Published March 13th, 2022 - 07:15 GMT
trans in Ukraine
Ukrainian men aged between 18-60 years have been barred from leaving the country. (Shutterstock: Alexander Lukatskiy)

The Russian invasion of Ukraine has been taking a toll on the lives of millions of people inside the country where the population is approaching 45 million people. However, some social groups are facing a unique set of challenges that can not be easily expected.

According to figures provided by the UNCHR, more than 2.6 million Ukrainians have been forced to leave their country during the last three weeks, besides millions of other internally-displaced people who had to move to safer Ukrainian cities.

The relief agency is also expected the number of Ukrainian refugees to top 4 million in the coming weeks if the conflict continues to escalate. 
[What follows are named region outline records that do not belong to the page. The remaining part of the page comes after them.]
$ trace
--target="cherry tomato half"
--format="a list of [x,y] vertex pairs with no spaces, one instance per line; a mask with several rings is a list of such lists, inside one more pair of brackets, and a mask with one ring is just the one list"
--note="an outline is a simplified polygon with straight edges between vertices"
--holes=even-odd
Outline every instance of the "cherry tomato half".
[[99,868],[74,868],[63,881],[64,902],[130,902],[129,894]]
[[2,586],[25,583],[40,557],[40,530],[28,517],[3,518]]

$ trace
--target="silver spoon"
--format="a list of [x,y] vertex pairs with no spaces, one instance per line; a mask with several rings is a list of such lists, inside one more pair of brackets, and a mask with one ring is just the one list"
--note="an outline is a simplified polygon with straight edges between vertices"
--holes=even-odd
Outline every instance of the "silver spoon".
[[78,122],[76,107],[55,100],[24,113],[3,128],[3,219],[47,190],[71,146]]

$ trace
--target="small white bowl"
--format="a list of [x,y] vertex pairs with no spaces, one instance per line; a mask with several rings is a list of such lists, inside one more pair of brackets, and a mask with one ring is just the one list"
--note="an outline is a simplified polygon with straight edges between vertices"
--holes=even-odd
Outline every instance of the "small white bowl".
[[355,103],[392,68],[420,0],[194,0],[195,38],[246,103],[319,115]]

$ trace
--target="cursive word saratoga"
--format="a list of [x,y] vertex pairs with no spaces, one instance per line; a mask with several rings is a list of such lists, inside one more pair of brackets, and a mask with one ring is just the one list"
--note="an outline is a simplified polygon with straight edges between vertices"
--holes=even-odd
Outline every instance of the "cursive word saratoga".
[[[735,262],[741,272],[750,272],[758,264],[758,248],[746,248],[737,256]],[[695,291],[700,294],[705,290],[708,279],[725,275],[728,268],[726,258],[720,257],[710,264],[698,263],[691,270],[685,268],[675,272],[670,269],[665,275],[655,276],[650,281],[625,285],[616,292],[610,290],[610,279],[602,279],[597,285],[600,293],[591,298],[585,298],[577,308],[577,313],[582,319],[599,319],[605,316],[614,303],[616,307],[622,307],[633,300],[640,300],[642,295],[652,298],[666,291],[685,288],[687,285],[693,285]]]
However, several LGBTQ individuals have spoken up about being quite vulnerable amid growing challenges they have been facing, including the inability to leave the country and seek refuge in other safer places, faced by some of them due to their gender identity.

While many Ukrainian LGBTQ people have expressed their worries that they might end up in countries that are less tolerant of their rights than Ukraine, others, especially transgender individuals highlighted the difficulty they are facing in leaving Ukraine in the first place.
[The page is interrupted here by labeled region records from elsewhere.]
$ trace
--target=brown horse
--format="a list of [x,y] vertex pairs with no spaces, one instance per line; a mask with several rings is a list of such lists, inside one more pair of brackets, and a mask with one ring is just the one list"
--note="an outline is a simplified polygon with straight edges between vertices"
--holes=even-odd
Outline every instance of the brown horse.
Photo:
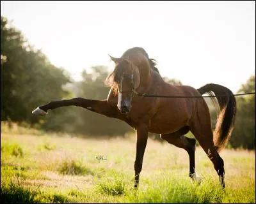
[[[195,139],[184,136],[189,130],[212,162],[222,186],[224,162],[218,152],[230,138],[236,115],[236,99],[230,90],[218,84],[207,84],[198,89],[187,85],[173,85],[165,82],[142,48],[127,50],[120,58],[111,56],[116,66],[106,78],[111,87],[105,100],[81,98],[52,101],[39,106],[32,113],[45,115],[49,109],[66,106],[83,107],[90,111],[116,118],[134,128],[137,136],[134,163],[134,187],[139,183],[148,133],[161,134],[168,143],[185,149],[189,156],[189,176],[198,178],[195,171]],[[138,94],[189,98],[144,98]],[[202,98],[205,93],[215,94],[220,111],[212,133],[208,106]]]

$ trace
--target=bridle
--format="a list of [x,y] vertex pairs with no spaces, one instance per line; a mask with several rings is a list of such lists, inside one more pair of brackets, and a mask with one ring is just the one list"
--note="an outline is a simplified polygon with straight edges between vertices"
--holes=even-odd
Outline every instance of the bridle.
[[[130,75],[129,75],[129,76],[131,78],[131,84],[132,84],[132,89],[131,90],[129,90],[129,91],[123,91],[122,89],[123,89],[123,87],[122,87],[122,82],[123,82],[123,80],[124,80],[124,78],[125,78],[124,76],[124,74],[123,74],[122,76],[121,76],[121,77],[120,77],[120,83],[118,84],[118,86],[120,87],[120,88],[118,88],[118,93],[121,93],[121,94],[122,94],[122,93],[132,93],[132,95],[133,95],[133,94],[136,94],[137,93],[137,92],[136,92],[135,91],[135,90],[134,90],[134,87],[135,87],[135,79],[134,79],[134,73],[133,73],[133,71],[132,71],[132,73]],[[127,76],[127,77],[129,77],[129,76]]]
Due to the decision taken by Ukrainian authorities during the first few days of the invasion, last February, to ban men aged between 18 and 60 years old from leaving the country, so they remain and support the Ukrainian army in resisting the Russians, many transgender women are being forced to stay in the country.

According to anecdotes that have been highlighted in several reports by press sources and human rights organizations, hundreds of trans women who are still assigned as "males" in their IDs are facing the risk of either being drafted or at least being left in limbo to face Russian fires.

Moreover, some trans people expressed their concerns that their gender identities and the lack of security and safety measures during the war could increase their risk of being victims of transphobic attacks, whether verbally or physically.